Una roba che mi fa sentire contemporaneamente in due film.
Uno è Il grande cocomero, infatti al piano ammezzato, tipo a una scala di distanza, ci sta psichiatria e a volte sono tentata di fermarmi li perché sarebbe il posto più consono per come mi sento in questi giorni (va detto, la sensazione non riguarda solo il lavoro, ma ne abbiamo già parlato fin troppo, o meglio io ve ne ho parlato e voi 23 lettori che ormai siete aumentati avete subito).
Magari uno di questi giorni mi trovo davanti Castellitto in camice bianco. Quando era giovane, guardabile, ascoltabile e materassabile.

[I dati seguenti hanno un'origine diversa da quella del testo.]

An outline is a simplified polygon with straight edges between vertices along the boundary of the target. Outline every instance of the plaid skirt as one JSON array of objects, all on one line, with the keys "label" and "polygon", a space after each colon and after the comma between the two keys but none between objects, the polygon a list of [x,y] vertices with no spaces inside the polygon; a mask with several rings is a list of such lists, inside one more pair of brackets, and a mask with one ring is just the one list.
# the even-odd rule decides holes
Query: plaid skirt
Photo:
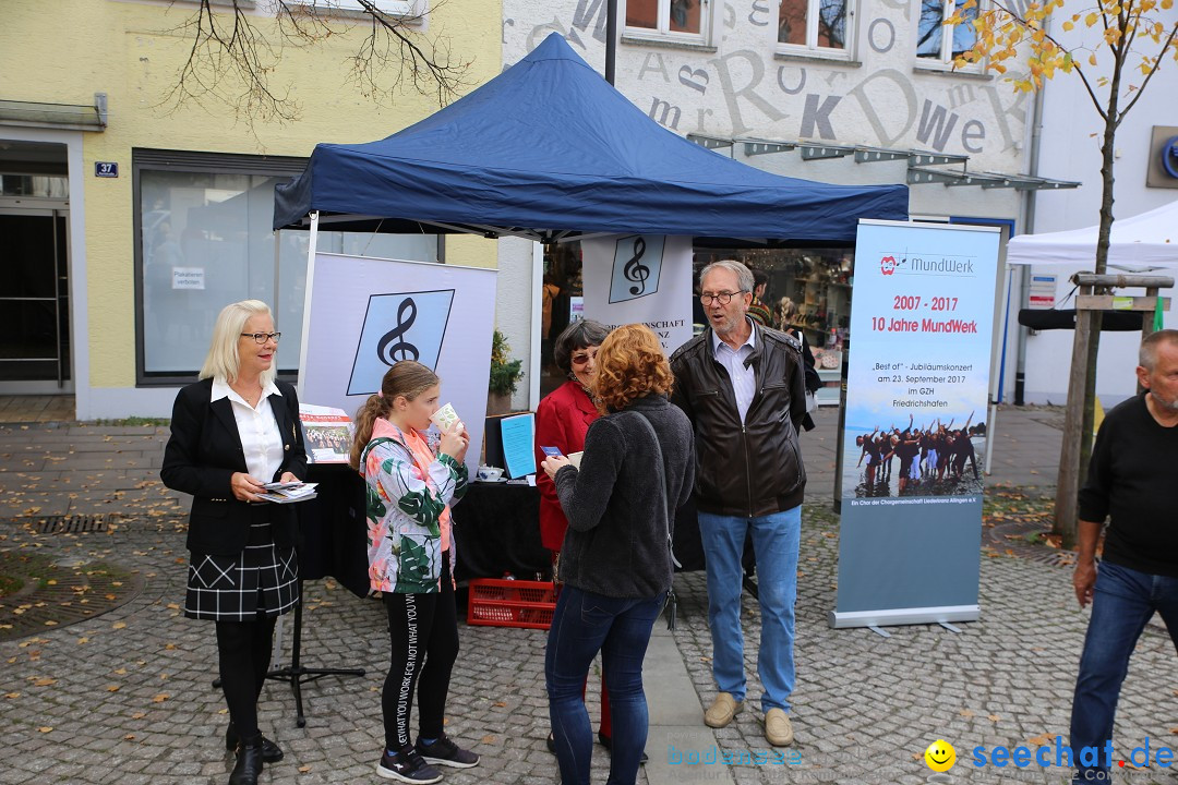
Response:
[{"label": "plaid skirt", "polygon": [[269,510],[258,505],[245,550],[238,556],[192,552],[184,616],[213,621],[254,621],[282,616],[299,600],[294,548],[274,545]]}]

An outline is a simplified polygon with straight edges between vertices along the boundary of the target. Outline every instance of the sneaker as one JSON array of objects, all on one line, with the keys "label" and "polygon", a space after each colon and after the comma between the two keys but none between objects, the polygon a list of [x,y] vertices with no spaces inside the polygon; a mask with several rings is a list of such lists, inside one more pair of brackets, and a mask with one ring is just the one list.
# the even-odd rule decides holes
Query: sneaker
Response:
[{"label": "sneaker", "polygon": [[[413,747],[426,763],[435,763],[439,766],[450,766],[451,769],[470,769],[471,766],[478,765],[478,756],[474,752],[468,752],[463,750],[457,744],[450,740],[450,737],[445,733],[442,738],[437,739],[434,744],[422,744],[422,740],[417,740],[417,745]],[[415,780],[416,781],[416,780]]]},{"label": "sneaker", "polygon": [[775,747],[788,747],[794,743],[794,726],[781,709],[770,709],[765,714],[765,738]]},{"label": "sneaker", "polygon": [[442,772],[425,763],[413,747],[405,747],[396,754],[389,754],[385,750],[380,763],[376,765],[376,773],[402,783],[429,785],[442,781]]},{"label": "sneaker", "polygon": [[732,694],[721,692],[712,703],[708,711],[703,712],[703,724],[708,727],[723,727],[733,721],[733,717],[744,707],[744,701],[737,701]]}]

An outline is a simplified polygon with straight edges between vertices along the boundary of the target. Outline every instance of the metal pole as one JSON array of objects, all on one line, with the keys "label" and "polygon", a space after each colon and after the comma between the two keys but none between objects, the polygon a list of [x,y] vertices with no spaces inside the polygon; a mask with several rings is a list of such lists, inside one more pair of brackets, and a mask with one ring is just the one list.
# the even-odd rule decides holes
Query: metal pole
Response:
[{"label": "metal pole", "polygon": [[614,59],[617,55],[617,0],[605,2],[605,81],[614,84]]}]

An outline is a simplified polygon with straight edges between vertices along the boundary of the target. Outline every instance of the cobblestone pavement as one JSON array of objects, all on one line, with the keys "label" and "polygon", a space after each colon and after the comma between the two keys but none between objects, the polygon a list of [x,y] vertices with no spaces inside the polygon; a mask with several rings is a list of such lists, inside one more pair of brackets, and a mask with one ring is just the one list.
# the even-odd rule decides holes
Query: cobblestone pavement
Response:
[{"label": "cobblestone pavement", "polygon": [[[1053,426],[1035,419],[1033,411],[1007,417],[1010,433],[1023,444],[1012,446],[1013,435],[1002,441],[999,434],[995,465],[1008,466],[1001,470],[1006,475],[1027,475],[1037,467],[1053,477]],[[825,485],[833,477],[833,423],[834,415],[825,411],[805,446],[815,491],[803,517],[799,578],[796,763],[684,765],[674,770],[674,781],[1064,781],[1060,769],[1046,770],[1051,777],[1045,777],[1035,766],[979,770],[969,761],[979,745],[1053,745],[1057,734],[1066,741],[1086,626],[1086,614],[1072,597],[1070,571],[986,554],[980,621],[958,625],[958,632],[935,625],[893,627],[888,638],[868,630],[830,630],[826,619],[835,598],[838,519],[829,511],[829,491],[823,495],[822,488],[833,487]],[[0,785],[205,785],[227,779],[227,718],[220,693],[211,686],[212,627],[179,611],[187,501],[159,485],[164,439],[166,428],[153,427],[0,428],[0,548],[35,551],[66,564],[117,564],[141,584],[130,601],[97,618],[0,643]],[[1023,454],[1013,454],[1015,448]],[[999,471],[995,477],[1006,481]],[[78,534],[41,534],[29,525],[46,514],[97,513],[111,515],[115,525]],[[676,586],[680,626],[674,643],[702,714],[714,697],[704,579],[702,573],[681,574]],[[286,758],[267,766],[263,781],[380,781],[373,766],[382,744],[379,690],[388,661],[382,607],[330,580],[307,584],[306,598],[303,664],[365,667],[368,674],[305,685],[304,729],[294,726],[289,687],[267,684],[262,725],[283,745]],[[757,631],[756,604],[746,596],[750,707],[760,694]],[[445,781],[555,783],[555,761],[544,749],[544,633],[461,624],[459,637],[448,732],[479,752],[483,763],[468,771],[446,770]],[[1118,756],[1144,746],[1146,738],[1154,750],[1178,745],[1171,733],[1178,726],[1176,677],[1173,644],[1164,632],[1147,628],[1121,693]],[[590,679],[594,716],[595,693],[596,680]],[[660,696],[650,694],[649,700],[655,704]],[[953,744],[960,761],[939,780],[931,779],[921,759],[937,738]],[[730,752],[766,750],[753,711],[716,731],[715,739]],[[667,754],[648,752],[653,758]],[[607,756],[595,756],[595,783],[604,781],[607,761]],[[1169,770],[1152,771],[1157,773],[1118,770],[1118,781],[1178,781]],[[642,773],[638,781],[654,783],[654,761],[651,772],[649,780]]]}]

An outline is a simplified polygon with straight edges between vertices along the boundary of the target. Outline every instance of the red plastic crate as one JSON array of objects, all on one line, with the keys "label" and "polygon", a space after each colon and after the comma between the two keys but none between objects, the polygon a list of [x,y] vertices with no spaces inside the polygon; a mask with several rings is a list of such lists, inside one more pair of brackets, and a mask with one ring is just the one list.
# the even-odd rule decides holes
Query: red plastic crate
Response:
[{"label": "red plastic crate", "polygon": [[466,624],[530,630],[552,626],[556,596],[549,581],[477,578],[469,590]]}]

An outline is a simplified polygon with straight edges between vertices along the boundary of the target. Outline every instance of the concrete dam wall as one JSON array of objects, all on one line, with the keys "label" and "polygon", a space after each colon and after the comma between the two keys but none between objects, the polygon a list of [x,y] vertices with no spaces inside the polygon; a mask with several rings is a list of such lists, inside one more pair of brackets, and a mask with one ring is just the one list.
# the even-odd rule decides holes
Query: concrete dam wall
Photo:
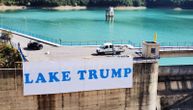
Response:
[{"label": "concrete dam wall", "polygon": [[[153,110],[158,63],[133,65],[133,88],[23,96],[22,70],[0,70],[1,110]],[[38,89],[38,88],[34,88]]]},{"label": "concrete dam wall", "polygon": [[160,67],[158,79],[162,110],[192,110],[193,65]]}]

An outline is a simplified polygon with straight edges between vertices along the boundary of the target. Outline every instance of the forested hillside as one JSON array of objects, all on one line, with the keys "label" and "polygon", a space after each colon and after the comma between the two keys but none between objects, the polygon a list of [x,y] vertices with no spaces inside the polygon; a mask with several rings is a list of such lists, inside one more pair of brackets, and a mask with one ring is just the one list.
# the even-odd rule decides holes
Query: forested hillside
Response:
[{"label": "forested hillside", "polygon": [[193,0],[0,0],[4,5],[41,6],[146,6],[193,8]]}]

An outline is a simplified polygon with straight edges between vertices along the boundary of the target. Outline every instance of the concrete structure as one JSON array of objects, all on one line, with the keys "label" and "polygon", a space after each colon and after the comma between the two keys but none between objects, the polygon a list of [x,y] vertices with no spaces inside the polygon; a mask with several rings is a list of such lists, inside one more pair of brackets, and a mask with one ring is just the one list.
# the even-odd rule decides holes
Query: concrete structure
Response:
[{"label": "concrete structure", "polygon": [[159,58],[160,45],[156,42],[144,41],[142,46],[142,56],[145,58]]},{"label": "concrete structure", "polygon": [[114,21],[114,16],[115,16],[114,8],[109,7],[105,13],[106,21]]},{"label": "concrete structure", "polygon": [[162,110],[192,110],[193,65],[159,67],[158,95]]},{"label": "concrete structure", "polygon": [[134,64],[133,73],[133,88],[131,89],[23,96],[22,69],[1,69],[0,109],[155,110],[158,63],[156,61],[152,61],[152,63],[136,63]]},{"label": "concrete structure", "polygon": [[[74,57],[89,59],[93,57],[100,57],[101,59],[111,57],[113,60],[113,57],[132,56],[134,57],[133,88],[24,97],[22,69],[0,69],[1,110],[155,110],[156,107],[160,108],[159,97],[157,97],[159,70],[156,59],[157,54],[151,53],[151,48],[158,49],[158,45],[155,45],[155,47],[146,45],[144,51],[144,53],[147,52],[147,56],[144,56],[148,58],[146,59],[140,53],[136,54],[135,49],[128,49],[127,47],[124,47],[126,51],[121,55],[97,56],[95,46],[53,47],[44,44],[42,50],[31,51],[26,49],[29,39],[14,35],[12,41],[16,44],[20,42],[22,51],[29,61],[61,61],[73,59]],[[162,103],[162,99],[160,101]]]}]

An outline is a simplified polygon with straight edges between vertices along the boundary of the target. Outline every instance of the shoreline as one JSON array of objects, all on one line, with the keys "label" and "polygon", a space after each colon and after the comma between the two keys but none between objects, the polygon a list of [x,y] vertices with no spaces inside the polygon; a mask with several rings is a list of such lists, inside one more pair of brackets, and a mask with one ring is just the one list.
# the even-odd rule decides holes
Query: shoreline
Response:
[{"label": "shoreline", "polygon": [[[16,11],[16,10],[26,10],[26,9],[38,9],[36,7],[26,7],[26,6],[0,6],[0,11]],[[102,9],[105,7],[86,7],[86,6],[57,6],[57,7],[40,7],[39,9],[46,10],[87,10],[87,9]],[[144,10],[146,7],[133,7],[133,6],[118,6],[114,7],[115,10]]]},{"label": "shoreline", "polygon": [[27,9],[26,6],[0,6],[0,11],[15,11],[15,10],[25,10]]}]

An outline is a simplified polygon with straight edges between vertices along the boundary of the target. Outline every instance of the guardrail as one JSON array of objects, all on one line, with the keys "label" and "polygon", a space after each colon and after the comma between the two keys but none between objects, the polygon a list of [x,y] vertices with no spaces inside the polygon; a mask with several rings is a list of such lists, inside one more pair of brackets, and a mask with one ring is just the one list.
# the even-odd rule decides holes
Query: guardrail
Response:
[{"label": "guardrail", "polygon": [[[126,44],[126,45],[132,45],[136,48],[141,48],[142,47],[142,43],[134,43],[130,40],[93,40],[93,41],[66,41],[63,39],[56,39],[56,38],[51,38],[51,37],[47,37],[47,36],[43,36],[43,35],[38,35],[38,34],[34,34],[31,32],[26,32],[23,30],[19,30],[10,26],[4,26],[4,25],[0,25],[0,28],[2,29],[6,29],[6,30],[11,30],[11,31],[15,31],[18,33],[22,33],[25,35],[29,35],[32,36],[34,38],[39,38],[45,41],[49,41],[52,43],[56,43],[56,44],[60,44],[60,45],[64,45],[64,46],[90,46],[90,45],[102,45],[105,42],[111,42],[113,44]],[[193,46],[193,42],[190,41],[183,41],[183,42],[160,42],[159,43],[161,47],[179,47],[179,49],[181,49],[181,47],[186,46],[186,47],[192,47]]]}]

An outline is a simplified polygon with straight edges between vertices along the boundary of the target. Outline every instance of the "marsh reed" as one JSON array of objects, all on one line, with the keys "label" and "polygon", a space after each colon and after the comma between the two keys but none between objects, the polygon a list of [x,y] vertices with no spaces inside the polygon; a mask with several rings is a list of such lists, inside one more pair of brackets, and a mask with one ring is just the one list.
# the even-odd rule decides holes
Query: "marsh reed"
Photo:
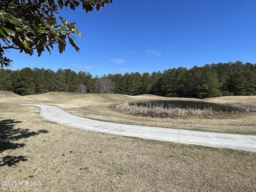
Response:
[{"label": "marsh reed", "polygon": [[184,108],[181,106],[170,104],[166,106],[162,104],[152,104],[150,102],[138,105],[136,103],[130,104],[126,102],[113,106],[112,108],[120,112],[131,114],[150,115],[163,117],[210,115],[214,112],[210,107],[201,109],[195,107],[192,108],[188,106]]}]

L’altro film è Brazil. Che in effetti ho visto un sacco di tempo fa ma mi ha lasciato questa immagine di un corridoio degli uffici della burocrazia dove un sacco di gente va avanti e indietro e non ci capisce un cazzo.
E anche qui. Magari un giorno mi trovo davanti De Niro giovane e materassabile. Sì, ho capito. Sono vecchia. Ieri sera ho rivisto Sleepers e pensavo che tra Brad Pitt giovane e De Niro non più giovane io mi sarei portata a letto De Niro. Ma mica solo ieri sera. Pure quando a 21 anni l’ho visto al cinema. Niente, sono sempre stata vecchia.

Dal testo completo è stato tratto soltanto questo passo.